Miko Gitlab Repository

94683598

Endpointing Model for Speaker Recognition

Python 3.7+ Hugging Face Transformers ONNX Runtime Triton Inference Server

Overview

This script implements an integrated continuous conversation pipeline composed of three primary submodules:

  1. VAD (Voice Activity Detection):
    Uses an ONNX-based model to continuously analyze incoming audio chunks. The raw audio is first normalized and converted into a log-mel spectrogram (with 80 mel bins) before running inference. The VAD determines whether speech is currently present or absent.

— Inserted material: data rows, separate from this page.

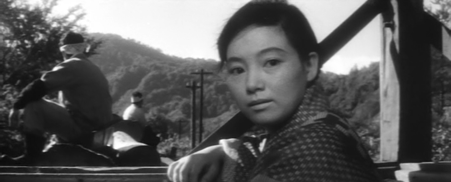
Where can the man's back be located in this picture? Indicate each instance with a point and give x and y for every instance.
(84, 89)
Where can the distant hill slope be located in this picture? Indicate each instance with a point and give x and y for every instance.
(130, 65)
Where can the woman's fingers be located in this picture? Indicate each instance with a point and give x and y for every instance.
(211, 173)
(184, 171)
(171, 171)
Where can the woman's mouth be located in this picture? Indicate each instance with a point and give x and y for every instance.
(259, 104)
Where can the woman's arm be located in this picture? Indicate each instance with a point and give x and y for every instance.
(204, 165)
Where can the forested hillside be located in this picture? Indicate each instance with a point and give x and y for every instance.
(130, 65)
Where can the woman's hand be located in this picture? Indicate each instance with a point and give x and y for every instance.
(13, 118)
(203, 166)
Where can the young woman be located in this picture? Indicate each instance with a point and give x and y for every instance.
(269, 61)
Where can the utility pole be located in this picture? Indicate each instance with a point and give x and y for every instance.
(193, 86)
(201, 125)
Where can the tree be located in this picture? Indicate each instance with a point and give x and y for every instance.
(29, 38)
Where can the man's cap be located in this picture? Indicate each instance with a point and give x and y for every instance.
(71, 38)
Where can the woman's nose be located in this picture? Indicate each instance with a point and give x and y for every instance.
(254, 82)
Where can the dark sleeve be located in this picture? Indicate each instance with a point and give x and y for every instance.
(321, 153)
(34, 91)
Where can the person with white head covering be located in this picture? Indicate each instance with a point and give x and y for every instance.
(135, 112)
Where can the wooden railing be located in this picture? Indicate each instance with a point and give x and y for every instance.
(82, 174)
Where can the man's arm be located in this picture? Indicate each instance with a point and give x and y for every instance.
(34, 91)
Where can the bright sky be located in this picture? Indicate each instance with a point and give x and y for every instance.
(189, 28)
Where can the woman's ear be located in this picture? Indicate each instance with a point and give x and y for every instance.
(312, 66)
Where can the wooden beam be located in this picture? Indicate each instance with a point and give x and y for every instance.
(439, 35)
(350, 27)
(405, 84)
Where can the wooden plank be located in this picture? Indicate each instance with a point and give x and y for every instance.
(439, 35)
(66, 169)
(405, 85)
(85, 174)
(74, 177)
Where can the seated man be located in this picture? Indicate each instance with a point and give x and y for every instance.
(134, 112)
(84, 105)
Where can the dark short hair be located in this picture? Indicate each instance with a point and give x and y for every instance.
(71, 38)
(270, 13)
(137, 94)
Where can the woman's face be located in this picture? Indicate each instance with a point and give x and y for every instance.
(265, 74)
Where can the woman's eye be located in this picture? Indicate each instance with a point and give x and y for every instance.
(272, 62)
(235, 71)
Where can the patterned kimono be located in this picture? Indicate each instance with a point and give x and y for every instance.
(314, 146)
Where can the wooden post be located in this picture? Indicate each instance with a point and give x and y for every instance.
(405, 84)
(193, 86)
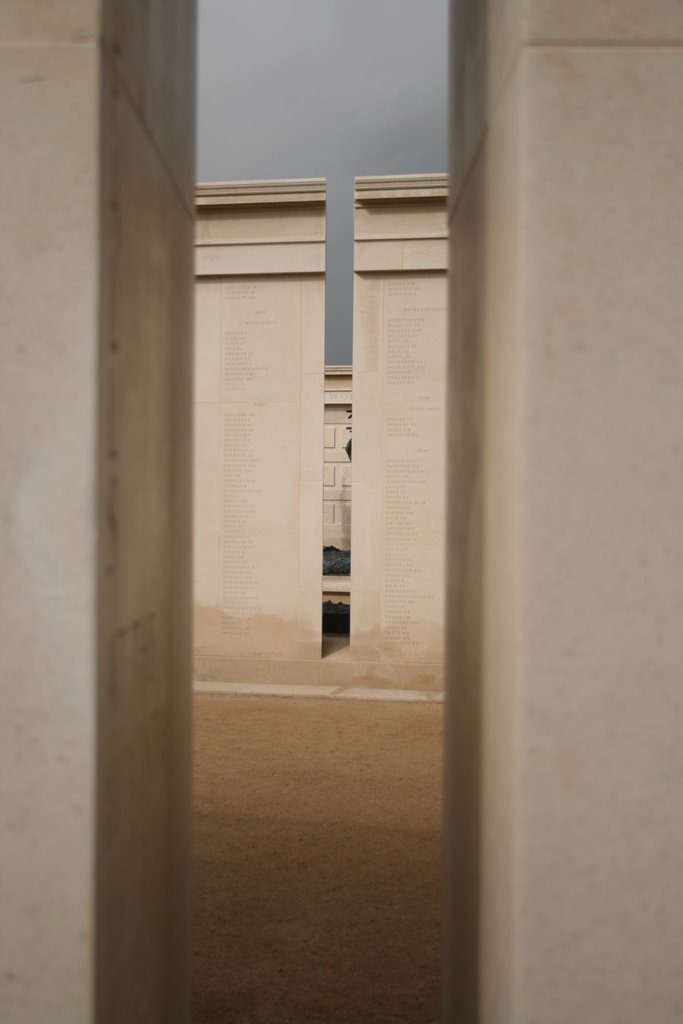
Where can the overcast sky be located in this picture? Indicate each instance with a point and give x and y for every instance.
(323, 88)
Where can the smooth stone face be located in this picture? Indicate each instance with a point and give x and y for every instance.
(564, 558)
(95, 417)
(398, 424)
(337, 470)
(259, 439)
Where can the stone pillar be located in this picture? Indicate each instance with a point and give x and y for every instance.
(565, 563)
(96, 116)
(399, 357)
(259, 445)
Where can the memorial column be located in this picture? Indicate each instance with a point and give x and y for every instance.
(96, 117)
(564, 841)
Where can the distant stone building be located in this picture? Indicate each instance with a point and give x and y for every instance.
(337, 488)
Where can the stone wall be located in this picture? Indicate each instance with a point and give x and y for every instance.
(564, 720)
(260, 357)
(96, 114)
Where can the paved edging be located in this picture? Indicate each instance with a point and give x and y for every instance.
(336, 692)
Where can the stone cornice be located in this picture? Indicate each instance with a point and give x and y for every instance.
(280, 192)
(394, 187)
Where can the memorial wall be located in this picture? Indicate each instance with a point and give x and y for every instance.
(272, 480)
(259, 427)
(399, 366)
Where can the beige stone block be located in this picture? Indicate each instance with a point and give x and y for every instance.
(311, 426)
(145, 543)
(268, 484)
(141, 42)
(563, 258)
(312, 323)
(368, 425)
(367, 325)
(418, 254)
(35, 23)
(366, 640)
(402, 221)
(256, 314)
(610, 22)
(310, 532)
(290, 257)
(48, 297)
(484, 44)
(263, 224)
(208, 341)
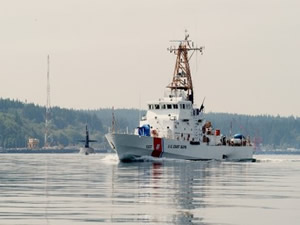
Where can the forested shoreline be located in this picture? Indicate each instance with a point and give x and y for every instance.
(20, 121)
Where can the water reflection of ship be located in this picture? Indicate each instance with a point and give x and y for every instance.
(177, 187)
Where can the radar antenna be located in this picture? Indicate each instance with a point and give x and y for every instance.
(182, 79)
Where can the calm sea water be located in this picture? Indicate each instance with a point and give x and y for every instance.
(98, 189)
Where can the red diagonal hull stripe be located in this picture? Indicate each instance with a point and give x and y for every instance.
(158, 147)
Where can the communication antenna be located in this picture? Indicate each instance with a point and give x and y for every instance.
(182, 79)
(113, 122)
(47, 115)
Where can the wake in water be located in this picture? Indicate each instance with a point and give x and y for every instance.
(288, 159)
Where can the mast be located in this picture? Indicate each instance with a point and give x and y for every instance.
(113, 122)
(47, 115)
(182, 79)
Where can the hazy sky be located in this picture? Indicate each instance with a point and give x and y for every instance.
(108, 53)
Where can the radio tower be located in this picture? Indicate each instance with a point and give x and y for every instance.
(47, 116)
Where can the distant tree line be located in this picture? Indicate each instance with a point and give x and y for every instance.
(20, 121)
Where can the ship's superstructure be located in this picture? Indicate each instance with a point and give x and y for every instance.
(175, 127)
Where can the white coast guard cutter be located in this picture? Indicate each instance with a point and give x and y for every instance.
(176, 128)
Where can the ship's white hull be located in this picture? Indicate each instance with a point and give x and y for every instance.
(86, 151)
(128, 146)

  2. ASR (Automatic Speech Recognition):
    Utilizes the Azure Speech SDK to transcribe finalized audio segments into text. Audio segments are written to a temporary WAV file and sent to Azure via the recognize_once() API.

  3. Endpointing:
    Uses a fine-tuned DistilBERT model (loaded via Hugging Face Transformers) to decide whether the recognized text (accumulated from ASR) forms a complete utterance. A rolling context (default 20 words) is maintained and evaluated. The endpointing decision is used to "finalize" an utterance immediately if it is classified as complete.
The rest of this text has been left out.